Tarih: 13.03.2023 11:02
Gizemini koruyan tarihi yer altı kaçış tünellerinin turizme kazandırılması talebi
Selçuk Üniversitesi (SÜ) Edebiyat Fakültesi Tarih Bölümü Öğretim Üyesi Prof. Dr. Hüseyin Muşmal, Beyşehir’de bulunan ve günümüzde hala gizemini koruyan tarihi yer altı kaçış tünellerinin temizlenip havalandırılarak ışıklandırıldıktan sonra turizme kazandırılmasını beklediklerini söyledi.

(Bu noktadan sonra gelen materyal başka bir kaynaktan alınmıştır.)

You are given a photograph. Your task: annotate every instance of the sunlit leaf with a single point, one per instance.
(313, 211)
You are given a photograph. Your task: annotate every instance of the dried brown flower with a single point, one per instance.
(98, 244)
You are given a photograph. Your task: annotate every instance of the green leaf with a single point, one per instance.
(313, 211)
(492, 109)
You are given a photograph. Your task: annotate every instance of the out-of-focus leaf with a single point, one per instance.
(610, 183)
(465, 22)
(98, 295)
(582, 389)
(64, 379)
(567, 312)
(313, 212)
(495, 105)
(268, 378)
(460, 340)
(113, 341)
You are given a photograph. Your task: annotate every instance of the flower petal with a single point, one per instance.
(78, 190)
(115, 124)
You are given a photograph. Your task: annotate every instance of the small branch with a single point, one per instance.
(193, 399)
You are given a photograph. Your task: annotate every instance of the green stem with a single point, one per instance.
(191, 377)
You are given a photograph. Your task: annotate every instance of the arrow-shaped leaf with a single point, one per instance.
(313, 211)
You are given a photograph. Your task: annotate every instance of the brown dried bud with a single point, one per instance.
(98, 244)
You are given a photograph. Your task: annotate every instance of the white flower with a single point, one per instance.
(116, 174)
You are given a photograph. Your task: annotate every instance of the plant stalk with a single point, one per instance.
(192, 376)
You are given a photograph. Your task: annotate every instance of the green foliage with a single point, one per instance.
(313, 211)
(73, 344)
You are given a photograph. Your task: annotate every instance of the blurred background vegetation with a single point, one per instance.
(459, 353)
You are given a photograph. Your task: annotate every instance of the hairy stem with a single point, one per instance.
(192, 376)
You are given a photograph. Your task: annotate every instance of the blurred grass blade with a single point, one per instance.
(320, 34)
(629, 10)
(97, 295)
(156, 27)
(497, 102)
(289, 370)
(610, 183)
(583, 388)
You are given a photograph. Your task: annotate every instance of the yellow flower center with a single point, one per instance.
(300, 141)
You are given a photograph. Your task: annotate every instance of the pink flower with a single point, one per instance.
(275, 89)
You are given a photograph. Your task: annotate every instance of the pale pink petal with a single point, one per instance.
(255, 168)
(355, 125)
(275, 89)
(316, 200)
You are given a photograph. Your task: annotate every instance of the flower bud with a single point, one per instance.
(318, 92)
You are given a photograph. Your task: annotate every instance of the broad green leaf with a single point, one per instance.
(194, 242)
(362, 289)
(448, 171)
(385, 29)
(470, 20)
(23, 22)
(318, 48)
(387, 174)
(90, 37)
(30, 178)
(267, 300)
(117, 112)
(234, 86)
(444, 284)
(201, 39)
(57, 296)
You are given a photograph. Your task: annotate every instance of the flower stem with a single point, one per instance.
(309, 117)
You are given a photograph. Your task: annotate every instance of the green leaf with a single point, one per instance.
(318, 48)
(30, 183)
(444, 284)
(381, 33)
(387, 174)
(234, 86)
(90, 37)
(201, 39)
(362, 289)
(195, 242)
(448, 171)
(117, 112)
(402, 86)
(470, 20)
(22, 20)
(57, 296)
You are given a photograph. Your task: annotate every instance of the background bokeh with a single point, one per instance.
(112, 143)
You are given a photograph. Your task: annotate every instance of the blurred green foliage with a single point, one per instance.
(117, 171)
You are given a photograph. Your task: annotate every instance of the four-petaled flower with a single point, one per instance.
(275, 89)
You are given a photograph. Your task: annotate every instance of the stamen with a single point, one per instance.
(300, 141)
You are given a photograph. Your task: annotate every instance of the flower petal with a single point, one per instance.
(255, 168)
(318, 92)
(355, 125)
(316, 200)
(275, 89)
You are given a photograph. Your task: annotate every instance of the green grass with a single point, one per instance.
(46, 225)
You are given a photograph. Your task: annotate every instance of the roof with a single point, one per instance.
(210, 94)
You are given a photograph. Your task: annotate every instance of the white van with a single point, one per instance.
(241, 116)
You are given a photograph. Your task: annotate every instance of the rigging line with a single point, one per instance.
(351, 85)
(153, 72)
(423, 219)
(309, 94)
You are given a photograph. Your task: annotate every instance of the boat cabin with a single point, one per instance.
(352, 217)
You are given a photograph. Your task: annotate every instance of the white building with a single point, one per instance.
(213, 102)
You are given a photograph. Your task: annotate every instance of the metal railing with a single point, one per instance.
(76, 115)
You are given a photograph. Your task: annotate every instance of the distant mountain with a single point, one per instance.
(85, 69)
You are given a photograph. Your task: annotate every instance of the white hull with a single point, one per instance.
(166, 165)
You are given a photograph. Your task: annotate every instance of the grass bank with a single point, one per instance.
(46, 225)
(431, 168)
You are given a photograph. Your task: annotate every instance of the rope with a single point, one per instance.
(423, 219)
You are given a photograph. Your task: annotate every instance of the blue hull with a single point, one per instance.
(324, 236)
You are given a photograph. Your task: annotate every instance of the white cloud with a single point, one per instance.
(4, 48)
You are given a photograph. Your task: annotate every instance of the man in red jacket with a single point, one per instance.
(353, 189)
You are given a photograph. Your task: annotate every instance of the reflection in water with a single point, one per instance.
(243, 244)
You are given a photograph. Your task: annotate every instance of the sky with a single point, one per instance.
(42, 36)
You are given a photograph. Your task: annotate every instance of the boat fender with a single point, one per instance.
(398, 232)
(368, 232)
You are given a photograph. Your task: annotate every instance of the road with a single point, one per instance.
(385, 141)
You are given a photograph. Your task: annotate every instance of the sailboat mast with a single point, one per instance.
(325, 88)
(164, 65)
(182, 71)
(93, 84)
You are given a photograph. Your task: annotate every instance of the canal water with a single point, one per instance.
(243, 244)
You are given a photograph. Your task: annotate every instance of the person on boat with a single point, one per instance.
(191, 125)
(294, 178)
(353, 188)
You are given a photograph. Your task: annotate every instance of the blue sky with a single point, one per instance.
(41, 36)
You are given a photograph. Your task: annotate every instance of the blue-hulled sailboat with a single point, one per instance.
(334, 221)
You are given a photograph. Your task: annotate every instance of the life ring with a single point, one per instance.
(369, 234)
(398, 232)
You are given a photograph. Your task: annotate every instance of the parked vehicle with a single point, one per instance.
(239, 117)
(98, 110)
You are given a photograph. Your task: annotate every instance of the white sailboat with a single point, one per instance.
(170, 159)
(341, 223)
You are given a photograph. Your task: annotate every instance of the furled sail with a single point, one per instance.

Prof. Dr. Muşmal, ilçe merkezinde tarihi Eşrefoğlu Camisi külliyesini de sınırları içerisinde barındıran İçerişehir Mahallesindeki yer altı tünellerinin gerekli çalışmalar yapıldıktan sonra ziyaretçilere açılmasının Beyşehir turizmine çok ciddi katkılar sağlayacağını belirterek, “Türkiye’de böyle tünellerin örnekleri çok azdır. Bu tüneller bir hayat ve yaşam tüneli gibidir. Bu tüneller niçin düşünüldü, insanlar o tarihlerde uzun süren kuşatmalar altında nasıl hayatta kalıyorlardı. 13. yüzyılda bunu düşünen bir ecdadımız var. Ecdadımızın bu yapıları nasıl kullandığını düşünmek ve anlamak açısından bu tünellerin temizlenerek, ışıklandırılarak, havalandırma delikleri kurularak turizme kazandırılması ve ziyarete açılması çok önemlidir. İlçemizde böyle bir beklenti de bulunmaktadır. Böylece ülkemiz, Konyamız ve Beyşehirimiz çok önemli bir turizm alanı kazanmış olacaktır” şeklinde konuştu.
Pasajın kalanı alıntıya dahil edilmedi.